# Audi Maintains DTM Lead



## [email protected] (Apr 9, 2004)

Ingolstadt/Nuremberg – In front of 140,000 spectators (throughout the weekend) Audi maintained its lead in the DTM standings in Nuremberg. Finishing the race in third place, Timo Scheider defended his overall lead and gave Audi another Norisring podium. With Mattias Ekström in fourth, and Tom Kristensen in seventh place, two other Audi drivers scored points. 
* Full Story *


----------



## Product (May 15, 2008)

*Re: Audi Maintains DTM Lead ([email protected])*

I really hope Audi can extend their lend.At norisring they lost substantial points,although is it just me or does someone new every year for Audi step up and become a contender for the title?


----------



## [email protected] (Apr 9, 2004)

*Re: Audi Maintains DTM Lead (Product)*

Ekstrom and Tomczyk are always consistently in the front of Audi's squad and Timo's been strong but yeah, Timo seems to be en fuego this year. I hope one of them can pull it out.
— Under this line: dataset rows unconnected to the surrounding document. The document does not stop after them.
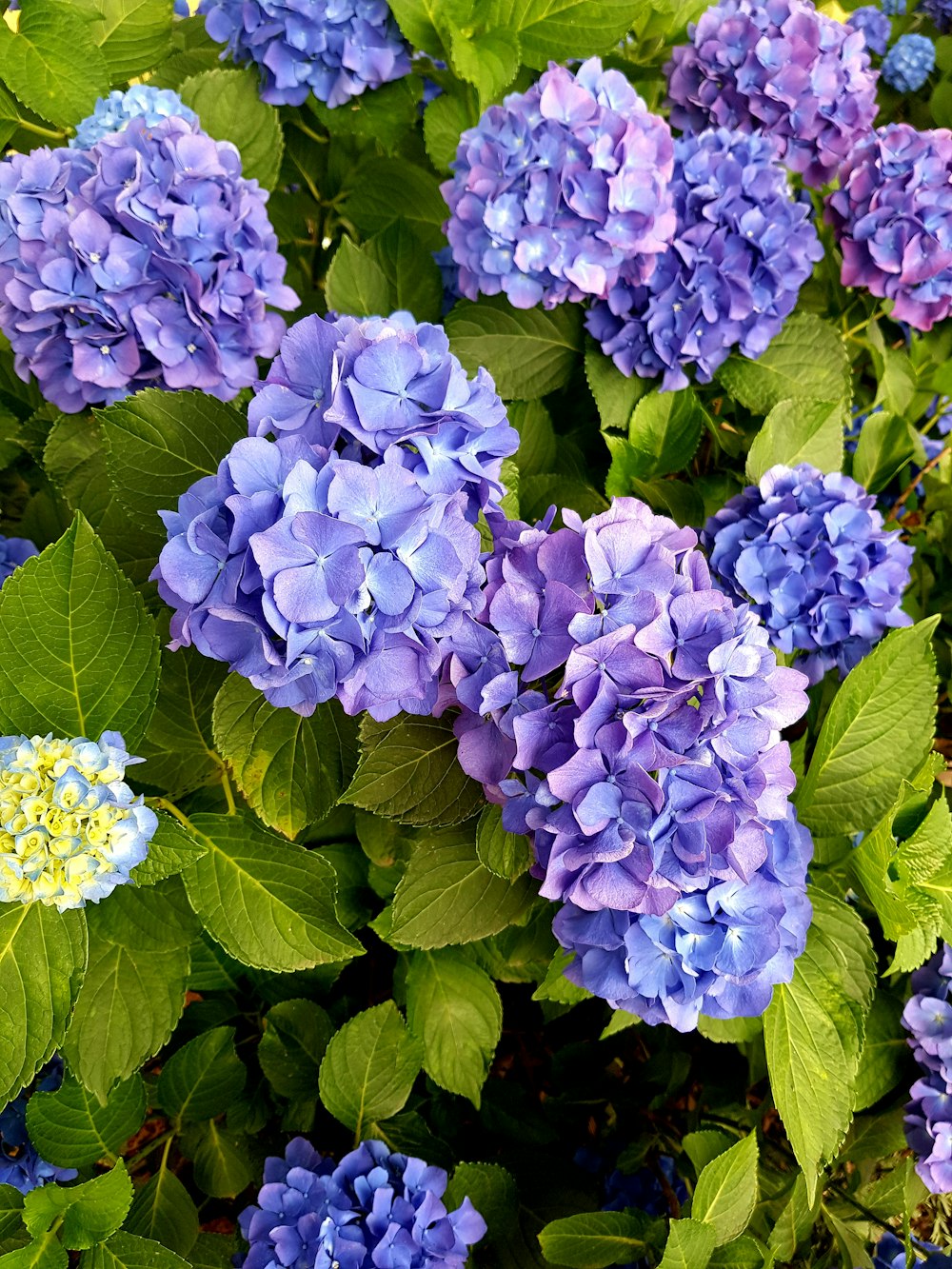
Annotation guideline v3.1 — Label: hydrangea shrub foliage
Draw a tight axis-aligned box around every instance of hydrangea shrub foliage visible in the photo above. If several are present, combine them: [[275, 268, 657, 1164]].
[[0, 0, 952, 1269]]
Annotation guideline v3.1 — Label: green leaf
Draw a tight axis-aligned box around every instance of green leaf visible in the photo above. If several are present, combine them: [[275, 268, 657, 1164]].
[[342, 714, 484, 827], [802, 619, 938, 834], [179, 69, 285, 189], [183, 813, 363, 972], [538, 1212, 647, 1269], [95, 388, 248, 540], [746, 397, 845, 484], [320, 1000, 422, 1140], [0, 0, 109, 129], [23, 1160, 132, 1251], [764, 891, 875, 1203], [0, 903, 87, 1105], [391, 843, 534, 949], [62, 919, 189, 1102], [123, 1163, 198, 1257], [445, 296, 582, 401], [690, 1132, 757, 1246], [325, 218, 443, 321], [156, 1026, 248, 1123], [407, 950, 503, 1109], [717, 313, 850, 415], [138, 647, 228, 801], [659, 1217, 717, 1269], [212, 674, 353, 839], [80, 1232, 188, 1269], [258, 1000, 334, 1100], [0, 515, 159, 752], [27, 1075, 146, 1167], [476, 805, 532, 881], [605, 388, 704, 498]]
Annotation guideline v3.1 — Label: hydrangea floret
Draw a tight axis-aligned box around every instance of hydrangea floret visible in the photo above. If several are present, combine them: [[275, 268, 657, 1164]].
[[0, 731, 159, 912], [826, 123, 952, 330], [443, 499, 811, 1030], [441, 57, 675, 308], [883, 31, 936, 92], [902, 942, 952, 1194], [704, 464, 913, 683], [155, 313, 518, 720], [665, 0, 877, 188], [586, 129, 823, 389], [198, 0, 410, 108], [239, 1137, 486, 1269], [69, 84, 198, 149], [0, 117, 297, 414]]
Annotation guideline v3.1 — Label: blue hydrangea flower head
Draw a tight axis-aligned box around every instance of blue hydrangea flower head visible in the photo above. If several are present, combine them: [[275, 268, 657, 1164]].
[[883, 31, 936, 92], [239, 1137, 486, 1269], [198, 0, 410, 108], [585, 129, 823, 389], [704, 464, 913, 683], [0, 731, 159, 912], [442, 499, 808, 1029], [665, 0, 876, 188], [902, 942, 952, 1194], [849, 4, 892, 57], [0, 534, 39, 586], [441, 57, 675, 308], [69, 84, 198, 149], [0, 117, 297, 414]]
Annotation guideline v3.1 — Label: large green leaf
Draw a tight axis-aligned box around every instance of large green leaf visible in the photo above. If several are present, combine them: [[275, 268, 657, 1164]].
[[179, 69, 285, 189], [0, 515, 159, 752], [797, 617, 938, 835], [183, 813, 363, 972], [343, 714, 484, 827], [212, 674, 354, 839], [407, 950, 503, 1109], [445, 296, 582, 401], [27, 1074, 146, 1167], [320, 1000, 422, 1140], [0, 0, 109, 127], [0, 903, 87, 1105]]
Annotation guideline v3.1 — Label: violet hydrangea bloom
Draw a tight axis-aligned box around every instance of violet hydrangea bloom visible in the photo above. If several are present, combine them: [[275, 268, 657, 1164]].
[[665, 0, 876, 187], [69, 84, 198, 149], [442, 499, 810, 1029], [902, 942, 952, 1194], [826, 123, 952, 330], [0, 118, 297, 414], [198, 0, 410, 107], [585, 129, 823, 389], [704, 464, 913, 683], [239, 1137, 486, 1269], [248, 312, 519, 521], [441, 57, 675, 308]]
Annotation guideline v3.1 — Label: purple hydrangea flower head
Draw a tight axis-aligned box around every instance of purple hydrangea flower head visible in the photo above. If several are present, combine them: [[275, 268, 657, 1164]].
[[198, 0, 410, 108], [442, 499, 808, 1026], [902, 942, 952, 1194], [0, 117, 297, 414], [826, 123, 952, 330], [665, 0, 876, 187], [586, 129, 823, 389], [441, 57, 675, 308], [69, 84, 198, 149], [153, 434, 492, 720], [239, 1137, 486, 1269], [883, 31, 936, 92], [0, 731, 159, 912], [0, 534, 39, 586], [704, 464, 913, 683], [248, 312, 519, 521], [849, 4, 892, 57]]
It's interesting having new cars from Mercedes and Audi in it both at roughly the same time.


----------



## Product (May 15, 2008)

*Re: Audi Maintains DTM Lead ([email protected])*

Its great for the sport aswell as for the fans imo.I never see a blow out in DTM its always close just like (usually) with American Lemans.As much as i like F1 after 25 laps you know whos gonna win in F1 usually.Not as exciting for me.DTM=great races.


----------